Turneffe Atoll Marine Reserve is a protected area off the coast of central Belize that is popular for diving, snorkeling and recreational fishing.

Established in 2012, it is the largest marine reserve in Belize, covering an area of approximately 131,690 hectares (325,412 acres), which includes Turneffe Atoll and the surrounding open sea.

Visiting Turneffe Atoll Marine Reserve

Map of Belize's three atolls

Turneffe Atoll Marine Reserve is located 20 miles (32 km) off the coast of Belize City and it is accessible by boat, plane and helicopter. By boat, it takes approximately 1.5 hours to get there and flying there takes about 20 minutes.

Most people visit Turneffe for recreational activities such as diving, snorkeling and sport fishing. The area has over 60 well-known dive sites and its back-reef flats, creeks, channels and seagrasses offer world-class sport fishing for bonefish, permit, tarpon and several other species. In fact, the area is recognized as one of the world’s best fishing destinations for bonefish and permit.

Day trips to Turneffe from San Pedro, Caye Caulker, Placencia, and Hopkins are popular but many people choose to stay overnight. Whilst there are no settlements on any of the cayes that make up Turneffe Atoll, there are several high-end resorts (e.g. Belize Dive Haven) and educational/ research facilities.
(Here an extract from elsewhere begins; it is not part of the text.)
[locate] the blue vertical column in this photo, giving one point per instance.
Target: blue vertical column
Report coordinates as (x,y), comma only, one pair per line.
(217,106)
Turneffe Atoll is important to Belize’s conservation efforts since it includes an assemblage of regionally important ecosystems of remarkable biodiversity and beauty, as well as of great scientific value. For example, the marine reserve encompasses three spawning aggregation sites and Belize’s primary American Saltwater Crocodile nesting site.

The area is also the habitat of many species of global conservation concern, among them the critically endangered hawksbill turtle and goliath grouper, and the endangered green and loggerhead turtles. Additionally, it is the habitat for the threatened white spotted toadfish, and pelagic and migratory species such as marlin, sailfish, wahoo, kingfish, tuna (bonito and (yellowfin), mackerel, jack (amber, horse-eye, crevalle), and shark.